By John Schaffner

No Buckhead schools appeared on the state’s list of Atlanta schools facing strong suspicions of possible cheating on high-profile state tests, a school board member told residents recently.

In response to state claims raising suspicions of possible cheating at about two-thirds of the city’s elementary and middle schools, the Buckhead Council of Neighborhoods earlier this month voted to urge the Atlanta school board to hire independent auditors to investigate the allegations. A week later, on Feb. 18, the Atlanta school board did just that and initiated plans for an independent investigation.

The Atlanta Education Fund, a not-for-profit organization, will choose the outside investigator to perform the audit and will pay for the investigation. The investigation will center on schools listed by state officials as being of “severe” or “moderate” concern for cheating on the Criterion-Referenced Competency Tests. Atlanta schools Superintendent Beverly Hall welcomed the board’s decision to use an outside investigator.

New Dist. 4 APS board member Nancy Meister told the Buckhead Council of Neighborhoods on Feb. 11 that no Buckhead school appeared in the “serious” or “moderate” concerns categories. The list did include Garden Hills Elementary School as a school of “minimum concern” for 10 percent of its classes.

The state report centered on a review of erasure marks on CRCT answer sheets. The tests, taken last spring, helped determine whether schools met federal benchmarks.

The state said it had “moderate concerns” if 11 percent to 24 percent of a school’s classrooms exhibited suspicious erasures on student CRCTs. “Severe” schools had suspicious erasures of 25 percent or more of classrooms, with some stretching beyond 75 percent.

Atlanta had more schools flagged than any other system statewide and also had the worst suspected offenders. In one school, almost 90 percent of the classrooms were scrutinized.

At the Feb. 11 council of neighborhoods meeting, the message delivered to Meister was that Buckhead residents expect excellence in Atlanta’s public schools, considering the superintendent’s pay and the fact the system has one of the highest annual per pupil expenditures in the nation, said council education committee chairman Glen Delk, who represents the historic Brookhaven neighborhood.

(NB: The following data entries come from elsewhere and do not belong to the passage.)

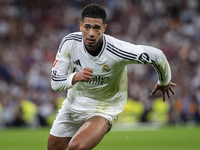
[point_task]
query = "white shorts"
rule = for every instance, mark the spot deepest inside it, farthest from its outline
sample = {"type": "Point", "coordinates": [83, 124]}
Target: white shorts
{"type": "Point", "coordinates": [68, 122]}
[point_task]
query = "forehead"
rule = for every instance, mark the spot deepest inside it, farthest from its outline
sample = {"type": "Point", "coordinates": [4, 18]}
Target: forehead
{"type": "Point", "coordinates": [93, 21]}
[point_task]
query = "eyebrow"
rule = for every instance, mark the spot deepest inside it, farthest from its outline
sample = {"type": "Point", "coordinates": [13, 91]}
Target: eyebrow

During the meeting, Meister reported “a piece of land has been identified” for building a new high school in Buckhead, but said she could not say where it is located. “Not even my husband knows,” she said

She said has been told the new high school will require about 30 acres of land, for the school facility, sports fields, parking and other uses. The present North Atlanta High has 1,114 students and is located on just 17 acres on Northside Drive north of West Wesley.

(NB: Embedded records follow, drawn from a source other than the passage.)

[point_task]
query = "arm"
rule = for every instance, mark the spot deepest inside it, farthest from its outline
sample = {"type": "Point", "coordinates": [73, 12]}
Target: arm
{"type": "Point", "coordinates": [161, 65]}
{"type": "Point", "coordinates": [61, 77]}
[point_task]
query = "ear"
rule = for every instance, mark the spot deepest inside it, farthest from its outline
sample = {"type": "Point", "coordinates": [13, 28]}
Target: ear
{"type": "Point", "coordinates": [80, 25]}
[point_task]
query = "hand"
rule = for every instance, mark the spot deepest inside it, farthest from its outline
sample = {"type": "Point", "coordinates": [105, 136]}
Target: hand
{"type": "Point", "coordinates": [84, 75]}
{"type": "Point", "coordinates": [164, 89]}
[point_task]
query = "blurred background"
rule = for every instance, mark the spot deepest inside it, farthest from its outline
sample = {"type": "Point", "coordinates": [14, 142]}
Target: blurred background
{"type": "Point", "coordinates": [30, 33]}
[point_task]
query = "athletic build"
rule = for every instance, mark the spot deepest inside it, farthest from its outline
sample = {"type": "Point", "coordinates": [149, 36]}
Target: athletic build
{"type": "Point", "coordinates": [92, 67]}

The North Atlanta High facility is to be turned into a second Buckhead middle school to alleviate overcrowding at Sutton Middle School. Sutton is the only middle school in Buckhead that accepts students from all six Buckhead elementary schools – E. Rivers, Garden Hills, Bolton Academy, Morris Brandon, Jackson and Sarah Smith.

Sutton Middle has a planned capacity of 1,040. That was exceeded this year with an enrollment of approximately 1,052. Next school year it is expected to climb to 1,169 students and to 1,340 in the 2011-2012 school year. “We are fortunate our school enrollments are growing,” she added.

Meister told the BCN meeting that there is discussion of splitting students between Sutton and the new middle school by classes rather than districting by where they live in Buckhead.

She said there are no potential new elementary schools planned at this time. Three elementary schools have been expanded recently, at a total cost of about $30 million.